Yukarıda açıklanan yasal düzenlemeler ve davalı tarafça tahkikat aşamasında yeni delil sunulmasına açık muvafakat verilmediği de gözetildiğinde; yemin delili hükme esas alınarak karar verilmesi doğru değildir. Davacı, yemin delili dışındaki delillerle de davasını ispat edememiştir. Davanın kanıtlanamadığından reddine karar vermek gerekirken, yanılgılı gerekçe ile kabulüne hükmedilmesi usul ve yasaya uygun düşmemektedir. Dairemizce, hükmün onanmasına karar verilmiş ise de; kararın açıklanan nedenle bozulması gerekir. Şu halde; karar düzeltme istemi HUMK’un 440-442 maddeleri uyarınca kabul edilmeli Dairemizin 14/04/2016 gün, 2015/3032 esas ve 2016/5132 karar sayılı onama ilamı kaldırılmalı, karar açıklanan nedenle bozulmalıdır.

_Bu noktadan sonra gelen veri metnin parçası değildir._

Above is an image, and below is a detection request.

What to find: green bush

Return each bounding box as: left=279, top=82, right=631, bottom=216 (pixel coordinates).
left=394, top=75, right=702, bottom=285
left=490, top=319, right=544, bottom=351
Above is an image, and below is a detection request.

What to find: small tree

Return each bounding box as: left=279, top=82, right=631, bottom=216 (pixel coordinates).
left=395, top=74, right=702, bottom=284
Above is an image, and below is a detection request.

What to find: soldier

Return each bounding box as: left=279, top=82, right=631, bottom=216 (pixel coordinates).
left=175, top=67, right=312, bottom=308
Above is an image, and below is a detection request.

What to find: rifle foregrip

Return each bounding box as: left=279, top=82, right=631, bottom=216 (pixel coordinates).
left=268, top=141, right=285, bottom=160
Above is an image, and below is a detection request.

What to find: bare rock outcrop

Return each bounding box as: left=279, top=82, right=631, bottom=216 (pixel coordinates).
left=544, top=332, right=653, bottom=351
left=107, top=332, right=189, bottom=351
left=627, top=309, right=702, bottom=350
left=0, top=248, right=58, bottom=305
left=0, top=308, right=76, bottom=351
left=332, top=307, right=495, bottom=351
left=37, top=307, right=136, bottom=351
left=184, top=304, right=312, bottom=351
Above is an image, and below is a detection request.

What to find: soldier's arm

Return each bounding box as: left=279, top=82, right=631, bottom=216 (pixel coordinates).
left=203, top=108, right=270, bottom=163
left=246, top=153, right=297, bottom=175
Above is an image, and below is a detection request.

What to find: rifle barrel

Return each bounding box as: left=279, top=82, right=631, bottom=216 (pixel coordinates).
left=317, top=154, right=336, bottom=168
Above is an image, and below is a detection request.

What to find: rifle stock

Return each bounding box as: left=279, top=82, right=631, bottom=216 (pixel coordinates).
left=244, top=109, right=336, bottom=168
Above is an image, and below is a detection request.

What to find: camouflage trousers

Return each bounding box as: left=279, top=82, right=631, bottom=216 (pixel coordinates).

SONUÇ: Yukarıda gösterilen nedenlerle HUMK’un 440-442 maddeleri gereğince karar düzeltme isteminin kabulüne, Dairemizin 14/04/2016 gün, 2015/3032 esas ve 2016/5132 karar sayılı onama kararının kaldırılmasına, kararın açıklanan nedenlerle BOZULMASINA ve tashihi karar talep eden davalıdan önceki onama kararımızla alınan harç ile peşin alınan harcın istek halide geri verilmesine 04/05/2017 gününde oybirliğiyle karar verildi.